Lead researcher Dr Imogen Rogers said: "Being very small for dates at birth has been associated with increased risk of high blood pressure and other problems in late or middle age.
"This work adds to the evidence that fish is an important part of the human diet and reinforces the recommendation that pregnant women should include at least two servings of fish a week.
"Including oily fish is a good habit to encourage."
Dr Roberts said it was possible that omega-3 fatty acids helped to boost growth rates by making the blood less sticky and increasing its flow through the placenta, thus upping the amount of nutrition a baby receives from its mother.
The researchers point out that trials of fish oil supplements suggest that they lengthen pregnancy but do not boost foetal growth rate - the opposite of their research.
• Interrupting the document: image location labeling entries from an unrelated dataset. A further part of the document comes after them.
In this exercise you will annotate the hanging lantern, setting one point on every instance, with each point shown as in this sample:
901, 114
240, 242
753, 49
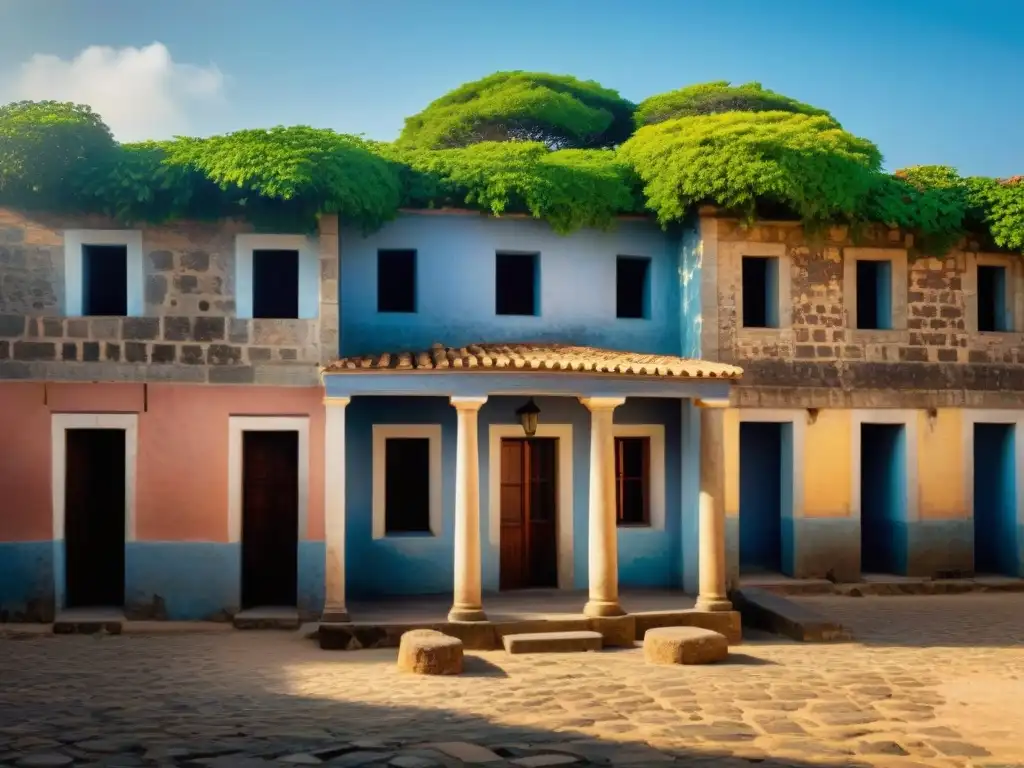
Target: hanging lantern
527, 417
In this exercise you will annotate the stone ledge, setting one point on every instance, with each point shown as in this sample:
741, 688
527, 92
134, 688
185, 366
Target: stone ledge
764, 610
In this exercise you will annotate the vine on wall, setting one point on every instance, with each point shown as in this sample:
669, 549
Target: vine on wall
569, 152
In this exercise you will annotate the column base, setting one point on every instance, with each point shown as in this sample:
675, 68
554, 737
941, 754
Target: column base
712, 604
335, 615
601, 608
466, 613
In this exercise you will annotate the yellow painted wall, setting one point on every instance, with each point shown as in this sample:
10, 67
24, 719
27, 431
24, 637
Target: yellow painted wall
941, 481
827, 465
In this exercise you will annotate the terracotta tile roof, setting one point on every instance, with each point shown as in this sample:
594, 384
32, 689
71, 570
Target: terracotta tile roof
536, 356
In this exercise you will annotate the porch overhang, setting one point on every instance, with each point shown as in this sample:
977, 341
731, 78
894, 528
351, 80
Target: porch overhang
537, 369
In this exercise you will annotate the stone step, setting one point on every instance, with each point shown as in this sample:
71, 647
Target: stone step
553, 642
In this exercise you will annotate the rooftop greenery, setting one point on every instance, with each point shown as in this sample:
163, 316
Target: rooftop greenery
565, 151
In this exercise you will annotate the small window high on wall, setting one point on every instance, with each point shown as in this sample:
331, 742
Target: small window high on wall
275, 284
633, 480
104, 280
407, 485
875, 291
993, 310
760, 292
632, 287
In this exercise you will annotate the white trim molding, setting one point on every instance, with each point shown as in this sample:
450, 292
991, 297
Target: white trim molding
76, 240
993, 416
797, 418
563, 514
59, 424
237, 425
308, 250
382, 432
655, 480
908, 420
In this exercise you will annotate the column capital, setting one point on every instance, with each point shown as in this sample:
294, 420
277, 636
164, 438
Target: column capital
468, 403
712, 402
602, 403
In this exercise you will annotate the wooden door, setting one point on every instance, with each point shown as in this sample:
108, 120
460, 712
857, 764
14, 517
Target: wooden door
528, 514
94, 518
269, 518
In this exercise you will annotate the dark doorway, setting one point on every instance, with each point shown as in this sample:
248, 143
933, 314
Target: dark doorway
883, 499
995, 500
761, 488
94, 518
269, 519
528, 506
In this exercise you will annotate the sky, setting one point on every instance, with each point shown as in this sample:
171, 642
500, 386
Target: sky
929, 81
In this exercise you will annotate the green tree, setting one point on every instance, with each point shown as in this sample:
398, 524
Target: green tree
555, 110
719, 96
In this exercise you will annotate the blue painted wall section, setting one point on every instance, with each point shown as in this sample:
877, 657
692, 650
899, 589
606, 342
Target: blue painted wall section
995, 547
456, 285
27, 582
883, 499
424, 564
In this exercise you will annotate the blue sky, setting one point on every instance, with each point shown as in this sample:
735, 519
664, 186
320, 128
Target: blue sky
930, 81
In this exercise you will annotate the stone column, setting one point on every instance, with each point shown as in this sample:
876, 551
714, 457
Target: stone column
468, 602
334, 510
713, 595
603, 555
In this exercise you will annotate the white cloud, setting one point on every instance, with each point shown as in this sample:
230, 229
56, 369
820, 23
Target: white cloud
141, 93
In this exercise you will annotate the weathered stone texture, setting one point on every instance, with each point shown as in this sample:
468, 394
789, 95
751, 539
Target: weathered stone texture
188, 269
933, 337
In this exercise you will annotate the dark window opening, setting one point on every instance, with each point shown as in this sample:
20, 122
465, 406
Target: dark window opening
275, 284
760, 292
396, 281
992, 299
633, 480
104, 278
407, 485
875, 295
632, 287
515, 284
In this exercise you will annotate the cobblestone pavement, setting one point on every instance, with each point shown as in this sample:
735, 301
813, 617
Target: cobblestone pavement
935, 681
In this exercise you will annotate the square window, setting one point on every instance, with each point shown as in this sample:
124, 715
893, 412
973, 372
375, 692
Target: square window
633, 480
992, 304
396, 281
407, 485
760, 292
875, 292
516, 283
632, 287
275, 284
104, 280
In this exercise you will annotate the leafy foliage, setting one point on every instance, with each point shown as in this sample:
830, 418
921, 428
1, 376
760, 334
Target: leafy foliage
555, 110
551, 146
712, 98
805, 163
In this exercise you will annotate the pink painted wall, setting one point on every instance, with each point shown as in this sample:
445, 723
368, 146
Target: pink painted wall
25, 464
181, 481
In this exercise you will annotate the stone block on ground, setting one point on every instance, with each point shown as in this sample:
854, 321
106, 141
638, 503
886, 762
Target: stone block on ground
553, 642
684, 645
617, 632
429, 652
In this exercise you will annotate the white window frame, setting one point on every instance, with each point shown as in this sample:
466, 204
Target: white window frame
308, 251
655, 481
384, 432
59, 424
75, 242
563, 514
237, 425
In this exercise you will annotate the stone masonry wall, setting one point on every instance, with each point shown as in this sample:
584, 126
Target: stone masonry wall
934, 356
189, 332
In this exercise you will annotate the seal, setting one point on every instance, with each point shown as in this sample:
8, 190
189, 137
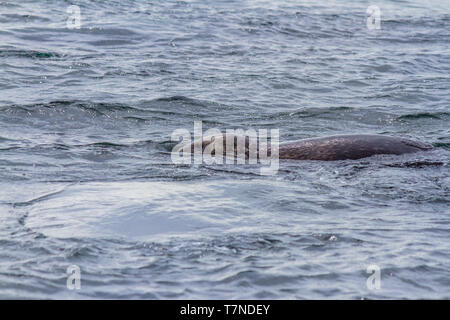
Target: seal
344, 147
331, 148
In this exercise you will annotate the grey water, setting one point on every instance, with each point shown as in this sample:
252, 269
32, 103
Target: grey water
86, 177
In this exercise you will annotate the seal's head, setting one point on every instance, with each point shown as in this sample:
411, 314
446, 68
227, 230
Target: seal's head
226, 144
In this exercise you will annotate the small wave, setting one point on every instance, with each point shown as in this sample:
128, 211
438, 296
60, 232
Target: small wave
29, 54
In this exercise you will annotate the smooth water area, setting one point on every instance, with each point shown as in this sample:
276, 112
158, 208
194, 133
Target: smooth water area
86, 176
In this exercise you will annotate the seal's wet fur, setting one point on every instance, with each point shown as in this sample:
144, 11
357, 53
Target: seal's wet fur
348, 147
340, 147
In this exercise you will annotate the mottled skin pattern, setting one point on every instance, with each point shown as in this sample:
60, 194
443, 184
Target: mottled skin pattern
348, 147
340, 147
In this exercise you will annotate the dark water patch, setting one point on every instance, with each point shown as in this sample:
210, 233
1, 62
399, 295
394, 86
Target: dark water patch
28, 54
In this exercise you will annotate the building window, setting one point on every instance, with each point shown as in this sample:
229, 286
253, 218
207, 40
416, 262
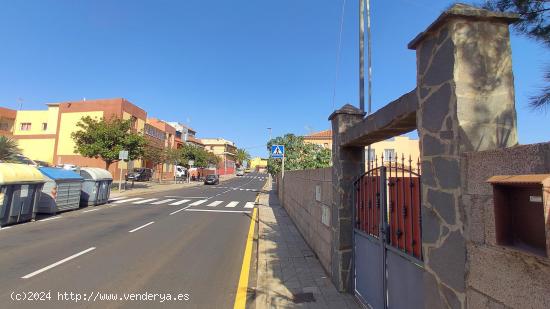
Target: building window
370, 156
389, 155
25, 126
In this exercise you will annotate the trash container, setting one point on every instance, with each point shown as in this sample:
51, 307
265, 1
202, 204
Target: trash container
61, 191
20, 186
96, 187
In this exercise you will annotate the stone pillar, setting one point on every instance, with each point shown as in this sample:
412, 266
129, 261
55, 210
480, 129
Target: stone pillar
465, 92
347, 165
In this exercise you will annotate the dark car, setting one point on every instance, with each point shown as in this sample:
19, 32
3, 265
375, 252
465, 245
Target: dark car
212, 180
140, 174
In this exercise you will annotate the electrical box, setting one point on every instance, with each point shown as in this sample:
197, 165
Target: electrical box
521, 210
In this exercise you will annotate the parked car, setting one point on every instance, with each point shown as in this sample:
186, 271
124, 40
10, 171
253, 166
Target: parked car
140, 174
212, 180
42, 163
24, 160
181, 172
69, 167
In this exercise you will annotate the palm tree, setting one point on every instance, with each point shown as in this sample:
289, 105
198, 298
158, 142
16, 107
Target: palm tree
8, 149
242, 155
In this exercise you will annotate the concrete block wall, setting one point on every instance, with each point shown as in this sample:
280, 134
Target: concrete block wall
297, 194
498, 276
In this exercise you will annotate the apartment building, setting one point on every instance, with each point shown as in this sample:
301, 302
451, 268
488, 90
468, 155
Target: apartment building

But supplements tend to contain higher levels of omega-3 fatty acids than would be found in the normal diet.
The Food Standards Agency advises pregnant women and prospective mothers to avoid eating shark, marlin and swordfish because they contain relatively higher levels of mercury. They may also need to limit the amount of tuna they eat.
Fiona Ford, a research dietician at the Pregnancy and Nutrition Centre at the Royal Hallamshire Hospital, Sheffield, told BBC News Online that there were concerns about just what effect pollutants were having on oily fish.
"My advice to pregnant women would be to eat a lot of flax seed, which also contains omega-3 fatty acids, and to eat oily fish once or twice a week," she said.